Optimal Interplanetary Orbital Transfers via Electrical Engines

The Hohmann transfer theory, developed in the 19th century, is the kernel of orbital transfer with minimum propellant mass by means of chemical engines. The success of the Deep Space 1 spacecraft has paved the way toward using advanced electrical engines in space. While chemical engines are characterized by high thrust and low specific impulse, electrical engines are characterized by low thrust and hight specific impulse. In this paper, we focus on four issues of optimal interplanetary transfer for a spacecraft powered by an electrical engine controlled via the thrust direction and thrust setting: (a) trajectories of compromise between transfer time and propellant mass, (b) trajectories of minimum time, (c) trajectories of minimum propellant mass, and (d) relations with the Hohmann transfer trajectory. The resulting fundamental properties are as follows:

	(a) Flight Time/Propellant Mass Compromise. For interplanetary orbital transfer (orbital period of order year), an important objective of trajectory optimization is a compromise between flight time and propellant mass. The resulting trajectories have a three-subarc thrust profile: the first and third subarcs are characterized by maximum thrust; the second subarc is characterized by zero thrust (coasting flight); for the first subarc, the normal component of the thrust is opposite to that of the third subarc. When the compromise factor shifts from transfer time (C=0) toward propellant mass (C=1), the average magnitude of the thrust direction for the first and third subarcs decreases, while the flight time of the second subarc (coasting) increases; this results into propellant mass decrease and flight time increase.
	(b) Minimum Time. The minimum transfer time trajectory is achieved when the compromise factor is totally shifted toward the transfer time (C=0). The resulting trajectory is characterized by a two-subarc thrust profile. In both subarcs, maximum thrust setting is employed and the thrust direction is transversal to the velocity direction. In the first subarc, the normal component of the thrust vector is directed upward for ascending transfer and downward for descending transfer. In the second subarc, the normal component of the thrust vector is directed downward for ascending transfer and upward for descending transfer.
	(c) Minimum Propellant Mass. The minimum propellant mass trajectory is achieved when the compromise factor is totally shifted toward propellant mass (C=1). The resulting trajectory is characterized by a three-subarc (bang-zero-bang) thrust profile, with the thrust direction tangent to the flight path at all times.
	(d) Relations with the Hohmann Transfer. The Hohmann transfer trajectory can be regarded as the asymptotic limit of the minimum propellant mass trajectory as the thrust magnitude tends to infinity. The Hohmann transfer trajectory provides lower bounds for the propellant mass, flight time, and phase angle travel of the minimum propellant mass trajectory.
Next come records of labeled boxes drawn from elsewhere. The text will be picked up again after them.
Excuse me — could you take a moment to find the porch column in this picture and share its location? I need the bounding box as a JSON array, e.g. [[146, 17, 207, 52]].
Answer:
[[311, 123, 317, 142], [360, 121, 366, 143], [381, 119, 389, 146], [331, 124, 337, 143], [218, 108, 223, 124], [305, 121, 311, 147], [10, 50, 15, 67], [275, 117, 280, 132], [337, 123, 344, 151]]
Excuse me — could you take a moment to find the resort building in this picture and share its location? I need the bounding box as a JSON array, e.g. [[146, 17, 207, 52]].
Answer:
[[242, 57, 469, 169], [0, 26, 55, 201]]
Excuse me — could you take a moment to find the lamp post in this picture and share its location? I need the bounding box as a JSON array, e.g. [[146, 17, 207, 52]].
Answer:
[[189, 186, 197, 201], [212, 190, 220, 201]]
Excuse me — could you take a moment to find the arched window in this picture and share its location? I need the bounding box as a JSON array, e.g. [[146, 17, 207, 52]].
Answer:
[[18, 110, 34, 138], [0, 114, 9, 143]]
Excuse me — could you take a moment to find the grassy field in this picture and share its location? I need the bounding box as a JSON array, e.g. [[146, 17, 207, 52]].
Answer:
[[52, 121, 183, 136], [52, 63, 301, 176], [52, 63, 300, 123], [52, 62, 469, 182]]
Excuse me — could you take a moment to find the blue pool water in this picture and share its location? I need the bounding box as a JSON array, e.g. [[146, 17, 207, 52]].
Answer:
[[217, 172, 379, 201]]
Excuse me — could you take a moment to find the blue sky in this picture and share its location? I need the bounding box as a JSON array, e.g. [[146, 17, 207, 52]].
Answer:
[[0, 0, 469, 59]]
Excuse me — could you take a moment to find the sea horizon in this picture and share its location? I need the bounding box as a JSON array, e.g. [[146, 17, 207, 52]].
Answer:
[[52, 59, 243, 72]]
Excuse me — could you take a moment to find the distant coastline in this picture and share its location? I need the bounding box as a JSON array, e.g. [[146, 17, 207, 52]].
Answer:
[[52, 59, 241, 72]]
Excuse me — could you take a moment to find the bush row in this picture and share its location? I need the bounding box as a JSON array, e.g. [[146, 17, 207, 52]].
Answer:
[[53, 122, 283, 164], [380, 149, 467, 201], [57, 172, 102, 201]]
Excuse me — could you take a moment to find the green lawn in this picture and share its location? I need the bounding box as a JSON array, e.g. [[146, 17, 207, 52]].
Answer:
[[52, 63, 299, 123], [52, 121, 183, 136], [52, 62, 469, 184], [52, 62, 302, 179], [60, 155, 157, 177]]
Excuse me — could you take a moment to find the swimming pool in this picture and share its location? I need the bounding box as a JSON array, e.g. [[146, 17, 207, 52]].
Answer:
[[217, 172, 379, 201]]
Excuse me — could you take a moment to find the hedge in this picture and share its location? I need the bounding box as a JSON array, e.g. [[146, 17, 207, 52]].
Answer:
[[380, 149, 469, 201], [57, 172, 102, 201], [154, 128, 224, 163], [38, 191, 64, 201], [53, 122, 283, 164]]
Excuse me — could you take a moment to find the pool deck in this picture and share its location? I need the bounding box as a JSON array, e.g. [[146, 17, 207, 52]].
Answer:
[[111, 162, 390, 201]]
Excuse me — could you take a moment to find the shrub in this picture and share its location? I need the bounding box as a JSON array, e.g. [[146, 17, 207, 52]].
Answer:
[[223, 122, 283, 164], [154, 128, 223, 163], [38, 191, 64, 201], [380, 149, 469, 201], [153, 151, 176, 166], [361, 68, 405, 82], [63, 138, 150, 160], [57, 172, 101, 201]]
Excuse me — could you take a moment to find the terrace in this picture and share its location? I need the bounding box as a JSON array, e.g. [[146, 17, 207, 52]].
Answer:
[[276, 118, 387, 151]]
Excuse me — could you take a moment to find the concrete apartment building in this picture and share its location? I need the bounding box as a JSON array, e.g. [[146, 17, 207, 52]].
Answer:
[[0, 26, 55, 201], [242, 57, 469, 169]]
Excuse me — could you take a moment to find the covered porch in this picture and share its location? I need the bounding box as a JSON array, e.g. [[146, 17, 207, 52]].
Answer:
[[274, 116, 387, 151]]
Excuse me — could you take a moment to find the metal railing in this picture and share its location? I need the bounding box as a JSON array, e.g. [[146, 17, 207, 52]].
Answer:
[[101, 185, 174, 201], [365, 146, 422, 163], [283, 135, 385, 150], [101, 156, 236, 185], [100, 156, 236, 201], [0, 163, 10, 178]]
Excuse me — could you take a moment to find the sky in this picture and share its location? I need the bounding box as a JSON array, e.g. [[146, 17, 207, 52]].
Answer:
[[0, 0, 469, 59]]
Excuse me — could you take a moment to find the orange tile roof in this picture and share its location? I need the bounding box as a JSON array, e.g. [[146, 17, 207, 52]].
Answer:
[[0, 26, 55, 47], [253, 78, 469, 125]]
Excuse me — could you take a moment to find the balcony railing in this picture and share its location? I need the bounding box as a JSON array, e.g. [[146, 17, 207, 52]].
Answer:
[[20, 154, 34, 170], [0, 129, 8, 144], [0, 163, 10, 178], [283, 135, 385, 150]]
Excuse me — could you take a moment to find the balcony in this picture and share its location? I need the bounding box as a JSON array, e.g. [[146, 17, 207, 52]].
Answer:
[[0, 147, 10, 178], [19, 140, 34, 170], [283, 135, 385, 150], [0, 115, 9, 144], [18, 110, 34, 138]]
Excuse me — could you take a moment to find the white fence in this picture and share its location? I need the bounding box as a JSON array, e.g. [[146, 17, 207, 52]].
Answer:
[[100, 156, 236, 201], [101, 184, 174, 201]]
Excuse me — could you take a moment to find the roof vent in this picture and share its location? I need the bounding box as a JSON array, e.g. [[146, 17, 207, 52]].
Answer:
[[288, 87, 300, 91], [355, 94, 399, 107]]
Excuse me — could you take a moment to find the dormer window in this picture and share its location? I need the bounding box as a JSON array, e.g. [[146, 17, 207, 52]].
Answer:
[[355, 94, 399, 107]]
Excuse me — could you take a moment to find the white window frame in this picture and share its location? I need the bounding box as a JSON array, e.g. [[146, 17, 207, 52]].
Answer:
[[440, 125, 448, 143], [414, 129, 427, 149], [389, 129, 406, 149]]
The above properties are verified computationally for two cases (a) ascending transfer from Earth orbit to Mars orbit; and (b) descending transfer from Earth orbit to Venus orbit. The results are obtained using the sequential gradient- restoration algorithm in either single-subarc form or multiple-subarc form. Portions of this paper were presented by the senior author at the 54th International Astro-nautical Congress, Bremen, Germany, 29 September–3 October 2003 (Paper IAC-03-A.7.02). This research was supported by NSF Grant CMS-02-18878 and NSF Cooperative Agreement HRD-98-17555 as part of the Rice University AGEP Program.